Like many people I have a soft spot for the industrial lamps, which have been produced by Jieldé from Lyon in France since the 1950s – and have since become a design classic. Its designer, the French mechanic Jean-Louis Domecq, created the lamp in the late 1940s, out of frustration because he could not find a satisfactory industrial lamp for his workshop. So Domecq decided to design, produce and market one himself under the Ji-el-Dé brandname, which was made up of his initials.
Domecq wanted his ideal lamp to be simple, robust, and articulated to adapt to all work conditions. He designed a mechanism in which the base and light head were connected by a number of rods, which could articulate with rotational joints. The end of each rod was fitted with one half of the rotational joint, made from cast aluminium with a copper contact inside. When two rods were connected with a bolt, the joints could rotate and made electrical contact by the copper contacts that were pressed together.

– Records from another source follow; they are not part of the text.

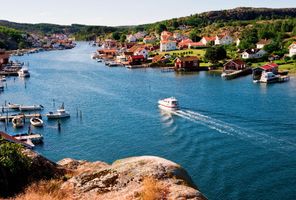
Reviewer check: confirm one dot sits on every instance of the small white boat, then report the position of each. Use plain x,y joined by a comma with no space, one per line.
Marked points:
94,55
13,106
24,72
61,113
30,138
17,122
169,104
31,108
35,121
3,79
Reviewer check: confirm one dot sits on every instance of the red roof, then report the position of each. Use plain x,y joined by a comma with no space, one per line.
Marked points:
137,57
269,66
210,38
196,44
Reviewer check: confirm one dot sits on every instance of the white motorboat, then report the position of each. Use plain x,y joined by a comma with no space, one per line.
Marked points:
1,86
17,122
35,121
61,113
169,104
24,72
94,55
31,108
13,106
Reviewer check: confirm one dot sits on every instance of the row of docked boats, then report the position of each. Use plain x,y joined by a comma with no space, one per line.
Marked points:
18,120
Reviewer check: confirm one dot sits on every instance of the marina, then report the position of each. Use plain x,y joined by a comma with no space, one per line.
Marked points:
215,133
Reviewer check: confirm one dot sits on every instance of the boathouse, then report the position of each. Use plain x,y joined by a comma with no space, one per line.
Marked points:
136,59
11,139
188,63
234,65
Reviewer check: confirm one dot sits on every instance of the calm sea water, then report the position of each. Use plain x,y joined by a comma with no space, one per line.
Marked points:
237,139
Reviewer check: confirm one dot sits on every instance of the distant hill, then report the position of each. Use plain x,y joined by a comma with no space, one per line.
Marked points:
86,32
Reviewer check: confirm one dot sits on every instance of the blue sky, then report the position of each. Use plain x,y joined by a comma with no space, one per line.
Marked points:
118,12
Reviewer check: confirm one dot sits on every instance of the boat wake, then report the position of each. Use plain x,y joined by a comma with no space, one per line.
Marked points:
233,130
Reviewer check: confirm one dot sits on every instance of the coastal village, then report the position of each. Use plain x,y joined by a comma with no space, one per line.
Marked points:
175,51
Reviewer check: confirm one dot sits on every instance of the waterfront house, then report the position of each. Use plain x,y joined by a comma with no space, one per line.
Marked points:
166,35
184,43
131,38
292,49
188,63
108,53
149,39
234,65
237,41
168,45
136,60
208,40
253,53
141,51
160,59
262,43
140,35
195,45
223,39
270,67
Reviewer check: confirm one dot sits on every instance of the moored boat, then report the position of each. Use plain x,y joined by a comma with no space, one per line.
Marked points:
24,72
31,108
30,138
17,122
13,106
169,104
35,121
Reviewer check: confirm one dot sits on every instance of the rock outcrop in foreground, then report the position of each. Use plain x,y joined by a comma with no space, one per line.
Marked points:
140,178
127,179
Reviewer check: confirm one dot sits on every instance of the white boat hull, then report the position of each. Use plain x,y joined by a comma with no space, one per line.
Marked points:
30,108
57,116
36,122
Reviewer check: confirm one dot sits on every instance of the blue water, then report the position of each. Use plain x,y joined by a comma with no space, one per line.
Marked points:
235,138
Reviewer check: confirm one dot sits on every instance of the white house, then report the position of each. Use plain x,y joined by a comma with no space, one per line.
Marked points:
207,40
253,53
223,39
237,42
141,51
261,44
292,49
168,45
131,38
140,34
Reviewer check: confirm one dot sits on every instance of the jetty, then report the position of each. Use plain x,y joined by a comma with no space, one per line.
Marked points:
4,117
31,139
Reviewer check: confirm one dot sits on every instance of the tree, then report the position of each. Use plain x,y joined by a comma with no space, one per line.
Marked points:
122,38
160,28
116,35
193,36
214,54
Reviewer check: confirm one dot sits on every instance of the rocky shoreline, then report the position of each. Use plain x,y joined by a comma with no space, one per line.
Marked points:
144,177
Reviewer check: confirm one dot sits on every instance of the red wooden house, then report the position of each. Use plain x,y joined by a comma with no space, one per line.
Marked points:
188,63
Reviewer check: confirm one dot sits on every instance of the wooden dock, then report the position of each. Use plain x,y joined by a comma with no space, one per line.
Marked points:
4,117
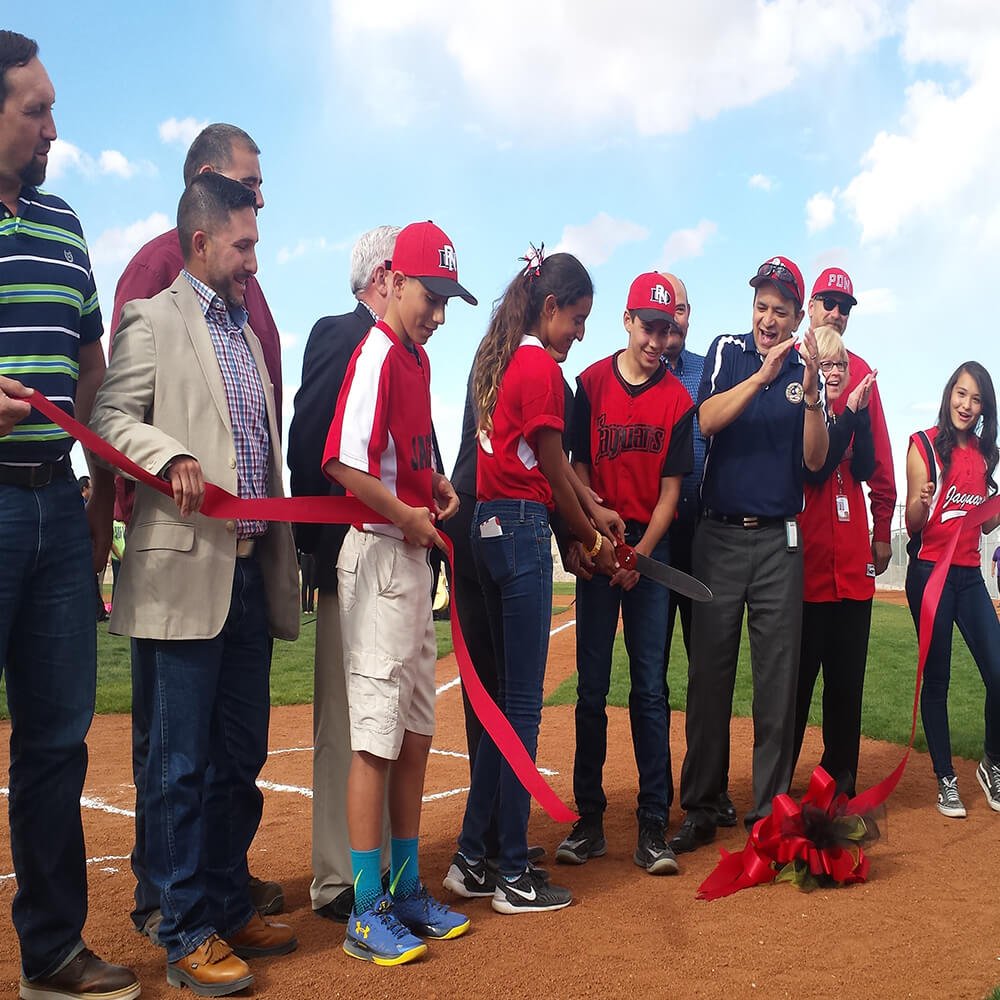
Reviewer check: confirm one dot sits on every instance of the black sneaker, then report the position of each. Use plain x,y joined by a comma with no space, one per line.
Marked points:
471,879
651,851
586,840
529,893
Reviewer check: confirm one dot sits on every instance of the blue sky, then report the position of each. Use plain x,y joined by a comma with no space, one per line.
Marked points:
702,138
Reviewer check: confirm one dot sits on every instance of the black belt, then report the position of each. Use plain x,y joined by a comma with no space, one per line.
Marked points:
747,521
31,477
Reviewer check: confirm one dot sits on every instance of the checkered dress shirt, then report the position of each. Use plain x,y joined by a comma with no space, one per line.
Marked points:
245,395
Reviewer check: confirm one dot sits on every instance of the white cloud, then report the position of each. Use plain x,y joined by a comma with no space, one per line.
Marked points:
115,246
583,64
941,159
877,301
685,243
595,241
180,130
821,211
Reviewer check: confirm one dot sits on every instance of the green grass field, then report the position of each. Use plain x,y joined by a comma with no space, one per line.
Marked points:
888,688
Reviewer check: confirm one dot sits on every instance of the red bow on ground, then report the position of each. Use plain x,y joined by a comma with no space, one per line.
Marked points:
809,843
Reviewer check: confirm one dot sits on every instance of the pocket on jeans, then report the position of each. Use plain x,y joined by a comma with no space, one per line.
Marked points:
497,554
373,692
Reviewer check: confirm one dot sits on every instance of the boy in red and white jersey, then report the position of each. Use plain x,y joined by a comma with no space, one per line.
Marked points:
380,449
632,444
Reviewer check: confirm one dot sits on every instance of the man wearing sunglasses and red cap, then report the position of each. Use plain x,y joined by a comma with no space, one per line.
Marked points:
761,412
830,305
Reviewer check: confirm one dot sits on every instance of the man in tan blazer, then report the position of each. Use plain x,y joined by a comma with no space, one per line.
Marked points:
187,397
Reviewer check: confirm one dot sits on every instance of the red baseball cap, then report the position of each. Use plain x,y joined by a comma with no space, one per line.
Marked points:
652,297
785,275
424,251
835,281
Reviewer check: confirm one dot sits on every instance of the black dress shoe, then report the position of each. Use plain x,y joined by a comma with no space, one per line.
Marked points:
725,811
693,833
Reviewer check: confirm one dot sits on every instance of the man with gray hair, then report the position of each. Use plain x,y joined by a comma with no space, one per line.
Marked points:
324,366
227,150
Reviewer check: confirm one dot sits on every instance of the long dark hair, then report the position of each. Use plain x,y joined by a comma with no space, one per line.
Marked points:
515,314
944,443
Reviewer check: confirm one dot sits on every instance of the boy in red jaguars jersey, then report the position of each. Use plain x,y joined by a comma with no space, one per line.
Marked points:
380,449
632,444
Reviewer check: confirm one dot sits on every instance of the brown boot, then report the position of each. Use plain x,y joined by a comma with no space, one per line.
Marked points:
211,970
85,976
261,938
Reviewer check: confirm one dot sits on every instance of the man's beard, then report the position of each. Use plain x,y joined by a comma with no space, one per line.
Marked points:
34,173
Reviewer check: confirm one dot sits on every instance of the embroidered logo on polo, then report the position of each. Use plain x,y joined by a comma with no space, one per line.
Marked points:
613,439
961,503
447,258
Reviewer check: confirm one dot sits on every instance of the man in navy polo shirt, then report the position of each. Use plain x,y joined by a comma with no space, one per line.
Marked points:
50,330
760,410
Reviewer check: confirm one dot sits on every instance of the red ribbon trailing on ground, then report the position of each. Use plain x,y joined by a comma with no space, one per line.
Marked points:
775,840
334,510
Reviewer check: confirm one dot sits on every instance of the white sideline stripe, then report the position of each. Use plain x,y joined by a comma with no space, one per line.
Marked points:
458,680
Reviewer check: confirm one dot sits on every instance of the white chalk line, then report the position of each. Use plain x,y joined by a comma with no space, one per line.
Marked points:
99,805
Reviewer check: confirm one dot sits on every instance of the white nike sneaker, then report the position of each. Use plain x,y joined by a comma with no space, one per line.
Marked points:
530,892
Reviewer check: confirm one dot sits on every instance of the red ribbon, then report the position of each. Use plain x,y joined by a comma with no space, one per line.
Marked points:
776,839
334,510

The Jieldé lamps became a favourite in many workshops and factories, and have since found their way into the home as well. Jieldé now produces various versions, including floor lamps, wall-mounted fixtures and reading lights. The difference is the number of rods used. Today the Jieldé ‘Classic’ or Loft lamp is a famous icon of French industrial art. I bought my Jieldé, a classic ‘Standard’ version with two extensions, a few years ago at an
antiques dealer in Marseille in France. It is an older model with unpainted rods and joints, produced for industrial use – as the scratches bare witness too.